Objectives In the case of uneven distribution of map features, the density difference breaks the visual balance and reduces the beauty of the map. A large number of spatial features are concentrated in the small area, resulting in the contradiction between the display of features and the size of the area. Map details are not prominent, which increases difficulties in obtaining spatial information and is not conducive to decision analysis. The uneven distribution of feature density in mapping area increases the difficulty of map expression. Conventional map expression cannot solve the problem of visual imbalance.
Methods Based on Gastner-Newman cartogram algorithm, this paper proposes a map transformation algorithm that balances the feature density and achieve consistent public perception. Various cartograms can be generated through five steps: Designing deformation unit scales, configuring density weight combination of features, applying linear diffusion equation, constructing deformation grids and mapping discrete control points.
Results Taking Qingxiu district of Nanning city, China as the research area, we select two scale deformation units of sub-district and custom grid, and configure density weights with different combinations of point of interest and road network geometry features to generate various cartograms. The deformation measurement values of the deformation map are calculated respectively. After cognitive experiments, 56 questionnaires were obtained. Regarding the morphological control of the administrative map of Qingxiu District in Nanning, the parameters configurations should be controlled as in Sperimeter > 0.975, Sperimeter area ratio > 0.961 and Sshape ratio > 0.966. In this way, public cognition can be consistent.

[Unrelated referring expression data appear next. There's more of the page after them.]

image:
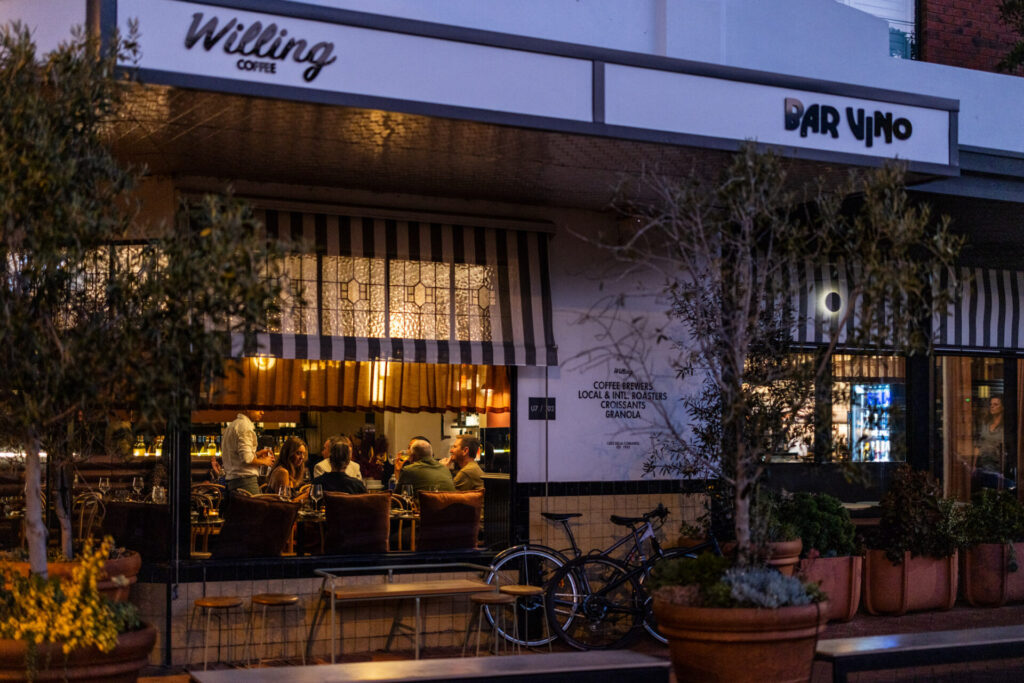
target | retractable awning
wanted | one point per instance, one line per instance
(385, 289)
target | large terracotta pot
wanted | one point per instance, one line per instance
(117, 591)
(740, 644)
(840, 578)
(784, 555)
(987, 580)
(918, 583)
(121, 665)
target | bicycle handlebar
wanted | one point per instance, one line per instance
(660, 512)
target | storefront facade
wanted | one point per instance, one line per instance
(444, 166)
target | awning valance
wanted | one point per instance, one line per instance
(986, 312)
(416, 291)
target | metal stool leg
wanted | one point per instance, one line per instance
(206, 638)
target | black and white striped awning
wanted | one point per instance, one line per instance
(519, 323)
(986, 314)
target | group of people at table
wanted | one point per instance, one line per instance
(338, 471)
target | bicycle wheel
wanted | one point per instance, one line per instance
(592, 603)
(649, 624)
(531, 566)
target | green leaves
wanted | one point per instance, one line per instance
(916, 519)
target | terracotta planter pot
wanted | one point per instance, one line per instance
(740, 644)
(784, 555)
(126, 566)
(987, 580)
(121, 665)
(919, 583)
(840, 578)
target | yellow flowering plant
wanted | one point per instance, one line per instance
(68, 611)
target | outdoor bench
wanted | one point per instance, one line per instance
(594, 667)
(335, 595)
(920, 649)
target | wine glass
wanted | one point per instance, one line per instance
(409, 493)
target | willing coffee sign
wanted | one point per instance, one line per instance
(259, 46)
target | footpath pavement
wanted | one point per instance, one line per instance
(956, 619)
(861, 625)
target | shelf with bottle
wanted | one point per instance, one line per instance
(152, 449)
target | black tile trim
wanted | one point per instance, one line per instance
(521, 494)
(612, 487)
(266, 568)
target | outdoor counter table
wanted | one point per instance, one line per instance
(600, 667)
(388, 590)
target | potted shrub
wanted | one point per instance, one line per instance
(911, 563)
(119, 569)
(830, 555)
(736, 623)
(62, 629)
(993, 531)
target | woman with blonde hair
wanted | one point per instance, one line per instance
(291, 466)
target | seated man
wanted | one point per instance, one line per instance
(423, 472)
(336, 480)
(324, 466)
(469, 475)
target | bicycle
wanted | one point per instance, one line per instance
(597, 602)
(537, 564)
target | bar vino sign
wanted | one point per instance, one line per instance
(866, 127)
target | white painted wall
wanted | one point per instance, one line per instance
(810, 38)
(582, 443)
(49, 20)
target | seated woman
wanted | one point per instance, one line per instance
(291, 466)
(336, 480)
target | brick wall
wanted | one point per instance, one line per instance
(964, 33)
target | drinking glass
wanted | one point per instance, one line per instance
(409, 493)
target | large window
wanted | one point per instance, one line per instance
(973, 421)
(859, 414)
(901, 15)
(378, 298)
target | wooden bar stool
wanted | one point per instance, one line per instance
(482, 601)
(210, 606)
(520, 592)
(282, 601)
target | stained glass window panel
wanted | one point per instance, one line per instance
(353, 296)
(299, 312)
(420, 299)
(475, 301)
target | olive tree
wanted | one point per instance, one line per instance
(730, 253)
(94, 322)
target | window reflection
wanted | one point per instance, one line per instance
(972, 422)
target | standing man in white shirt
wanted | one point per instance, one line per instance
(242, 460)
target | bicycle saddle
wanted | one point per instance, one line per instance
(627, 521)
(560, 516)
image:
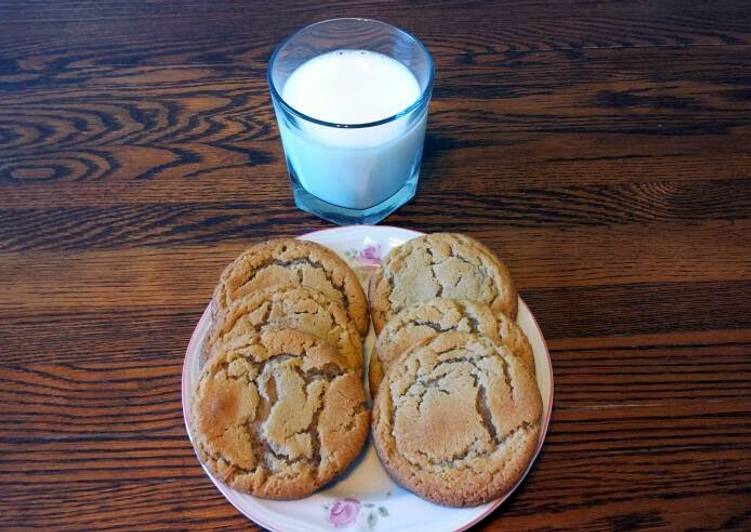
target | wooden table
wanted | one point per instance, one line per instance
(602, 148)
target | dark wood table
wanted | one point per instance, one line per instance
(602, 148)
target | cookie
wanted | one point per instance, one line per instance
(291, 307)
(457, 419)
(444, 265)
(278, 415)
(288, 261)
(430, 318)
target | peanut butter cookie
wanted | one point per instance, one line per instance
(433, 317)
(457, 419)
(288, 261)
(290, 307)
(278, 415)
(443, 265)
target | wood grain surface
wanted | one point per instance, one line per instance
(602, 148)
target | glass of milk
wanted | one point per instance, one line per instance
(351, 97)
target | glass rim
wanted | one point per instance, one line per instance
(424, 96)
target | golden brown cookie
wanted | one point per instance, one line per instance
(443, 265)
(424, 320)
(457, 419)
(278, 415)
(288, 261)
(290, 307)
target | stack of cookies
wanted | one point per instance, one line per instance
(456, 409)
(280, 408)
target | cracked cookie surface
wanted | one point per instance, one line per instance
(440, 265)
(277, 415)
(288, 261)
(457, 419)
(290, 307)
(430, 318)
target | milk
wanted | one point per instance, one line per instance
(352, 167)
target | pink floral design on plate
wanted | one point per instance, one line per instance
(344, 512)
(368, 256)
(348, 511)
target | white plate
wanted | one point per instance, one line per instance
(365, 498)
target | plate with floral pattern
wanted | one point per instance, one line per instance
(365, 498)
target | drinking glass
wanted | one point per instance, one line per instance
(352, 173)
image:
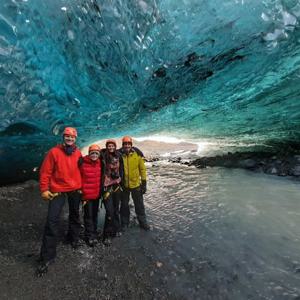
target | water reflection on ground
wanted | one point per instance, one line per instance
(226, 234)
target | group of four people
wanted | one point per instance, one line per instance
(108, 174)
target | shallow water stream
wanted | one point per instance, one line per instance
(226, 234)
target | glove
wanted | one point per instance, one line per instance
(47, 195)
(144, 186)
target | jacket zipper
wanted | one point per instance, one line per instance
(128, 168)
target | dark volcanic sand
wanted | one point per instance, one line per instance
(128, 269)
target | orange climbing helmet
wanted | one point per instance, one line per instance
(70, 131)
(127, 139)
(111, 141)
(94, 147)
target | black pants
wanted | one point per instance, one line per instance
(112, 214)
(91, 218)
(51, 231)
(139, 207)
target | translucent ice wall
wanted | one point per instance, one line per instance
(194, 68)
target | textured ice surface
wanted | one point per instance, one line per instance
(191, 68)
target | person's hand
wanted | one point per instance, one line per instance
(144, 186)
(47, 195)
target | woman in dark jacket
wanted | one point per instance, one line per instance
(112, 188)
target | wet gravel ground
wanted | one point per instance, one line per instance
(125, 270)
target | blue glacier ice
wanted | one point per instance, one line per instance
(211, 69)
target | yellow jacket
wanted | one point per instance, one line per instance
(134, 169)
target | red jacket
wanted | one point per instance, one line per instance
(59, 171)
(91, 178)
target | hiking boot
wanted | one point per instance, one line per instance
(145, 226)
(106, 242)
(124, 228)
(90, 242)
(75, 245)
(42, 269)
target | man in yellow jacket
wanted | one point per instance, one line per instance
(134, 183)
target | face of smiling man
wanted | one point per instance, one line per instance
(69, 140)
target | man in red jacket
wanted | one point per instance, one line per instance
(60, 179)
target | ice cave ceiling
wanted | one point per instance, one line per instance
(188, 68)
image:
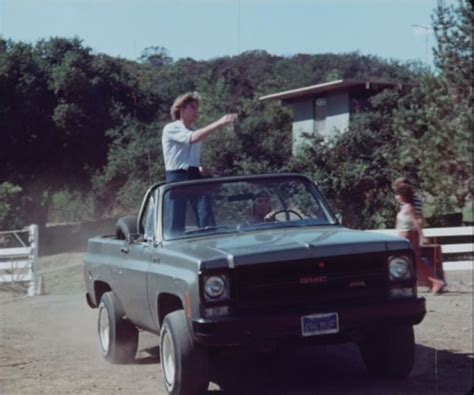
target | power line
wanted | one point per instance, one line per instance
(426, 29)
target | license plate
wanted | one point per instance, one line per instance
(319, 324)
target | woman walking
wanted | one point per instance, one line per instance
(408, 227)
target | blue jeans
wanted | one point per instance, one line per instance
(177, 206)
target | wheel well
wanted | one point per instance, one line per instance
(100, 288)
(167, 303)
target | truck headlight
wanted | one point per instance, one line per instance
(216, 287)
(400, 267)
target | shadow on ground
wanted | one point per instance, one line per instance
(335, 369)
(339, 369)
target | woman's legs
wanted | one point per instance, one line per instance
(422, 270)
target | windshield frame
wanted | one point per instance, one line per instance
(264, 178)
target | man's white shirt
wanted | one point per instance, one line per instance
(178, 152)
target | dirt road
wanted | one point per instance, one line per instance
(49, 345)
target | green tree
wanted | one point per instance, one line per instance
(354, 169)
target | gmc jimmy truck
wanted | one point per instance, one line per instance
(296, 277)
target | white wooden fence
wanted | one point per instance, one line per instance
(450, 249)
(19, 258)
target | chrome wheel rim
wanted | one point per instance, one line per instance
(168, 361)
(104, 330)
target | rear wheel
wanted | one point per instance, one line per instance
(390, 352)
(118, 338)
(184, 363)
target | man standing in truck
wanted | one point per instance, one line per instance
(182, 155)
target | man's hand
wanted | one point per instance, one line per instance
(228, 118)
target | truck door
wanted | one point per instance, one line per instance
(133, 279)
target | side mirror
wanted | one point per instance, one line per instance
(132, 237)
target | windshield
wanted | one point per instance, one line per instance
(239, 206)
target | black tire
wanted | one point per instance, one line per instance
(389, 353)
(118, 338)
(184, 363)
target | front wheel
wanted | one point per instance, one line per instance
(118, 338)
(389, 353)
(184, 363)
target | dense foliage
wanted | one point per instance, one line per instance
(85, 128)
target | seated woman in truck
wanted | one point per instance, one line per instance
(261, 208)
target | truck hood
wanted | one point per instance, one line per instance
(282, 244)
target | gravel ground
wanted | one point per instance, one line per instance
(49, 345)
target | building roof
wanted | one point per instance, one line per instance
(326, 87)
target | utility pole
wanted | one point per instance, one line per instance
(426, 29)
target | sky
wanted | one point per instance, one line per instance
(206, 29)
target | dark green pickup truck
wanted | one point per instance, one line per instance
(248, 261)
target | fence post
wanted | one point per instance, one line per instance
(33, 239)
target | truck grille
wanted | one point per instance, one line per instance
(340, 280)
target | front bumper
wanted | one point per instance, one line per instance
(354, 322)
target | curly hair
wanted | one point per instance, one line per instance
(182, 101)
(406, 192)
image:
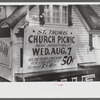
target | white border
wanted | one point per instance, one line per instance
(44, 3)
(49, 89)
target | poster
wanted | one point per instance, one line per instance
(49, 48)
(5, 52)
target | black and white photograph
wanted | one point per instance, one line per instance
(56, 42)
(49, 49)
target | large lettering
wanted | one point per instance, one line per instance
(4, 48)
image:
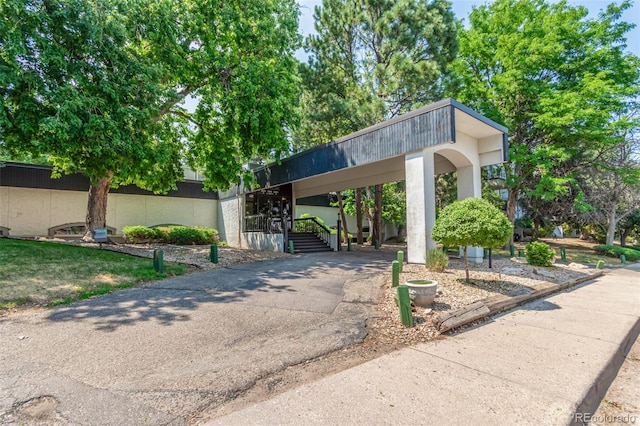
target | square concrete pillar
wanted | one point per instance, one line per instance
(470, 185)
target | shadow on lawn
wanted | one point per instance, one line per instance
(317, 279)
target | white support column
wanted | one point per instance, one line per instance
(470, 185)
(421, 209)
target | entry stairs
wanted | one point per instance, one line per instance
(307, 242)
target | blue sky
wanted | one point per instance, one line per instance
(462, 8)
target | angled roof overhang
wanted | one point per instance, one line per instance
(376, 154)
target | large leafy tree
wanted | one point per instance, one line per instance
(556, 79)
(99, 87)
(370, 61)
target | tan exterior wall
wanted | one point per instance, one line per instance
(31, 212)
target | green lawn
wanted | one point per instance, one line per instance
(50, 274)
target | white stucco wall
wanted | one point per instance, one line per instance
(229, 227)
(31, 212)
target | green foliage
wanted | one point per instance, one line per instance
(472, 222)
(99, 87)
(562, 84)
(181, 235)
(139, 234)
(539, 254)
(616, 251)
(437, 260)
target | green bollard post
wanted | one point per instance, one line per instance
(395, 273)
(213, 255)
(155, 259)
(158, 261)
(405, 306)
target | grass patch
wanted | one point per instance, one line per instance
(52, 274)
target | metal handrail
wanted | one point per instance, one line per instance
(312, 225)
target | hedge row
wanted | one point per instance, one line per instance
(615, 251)
(181, 235)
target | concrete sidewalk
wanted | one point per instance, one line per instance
(548, 362)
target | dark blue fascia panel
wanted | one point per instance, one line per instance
(422, 128)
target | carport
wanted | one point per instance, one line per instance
(439, 138)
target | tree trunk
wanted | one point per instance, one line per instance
(97, 207)
(378, 214)
(359, 215)
(343, 217)
(611, 226)
(512, 202)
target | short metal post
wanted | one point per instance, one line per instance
(213, 254)
(158, 260)
(490, 256)
(404, 302)
(395, 273)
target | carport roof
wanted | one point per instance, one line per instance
(430, 125)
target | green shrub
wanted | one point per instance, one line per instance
(183, 235)
(437, 260)
(139, 234)
(615, 251)
(539, 254)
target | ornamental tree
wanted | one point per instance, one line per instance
(472, 222)
(561, 82)
(99, 87)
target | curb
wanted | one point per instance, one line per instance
(495, 304)
(597, 391)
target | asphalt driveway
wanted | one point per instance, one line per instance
(159, 353)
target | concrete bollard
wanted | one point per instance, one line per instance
(395, 273)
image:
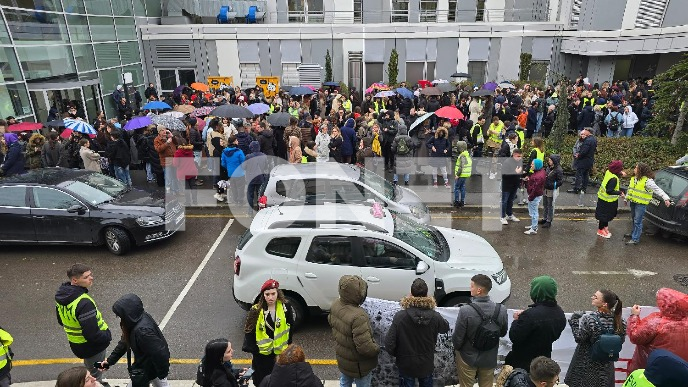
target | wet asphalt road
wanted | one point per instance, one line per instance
(29, 276)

Conclusions This study provides a new idea to solve the problem of uneven density of map features. The deformed map reaches visual balance.The area where the original features are dense increases while the area where the features are sparse decreases. By adjusting the deformation weight parameters to maintain the consistency of public map cognition. Subsequently, we will further study how to determine the optimal parameter combination to achieve the optimal deformation expression and cognitive effect.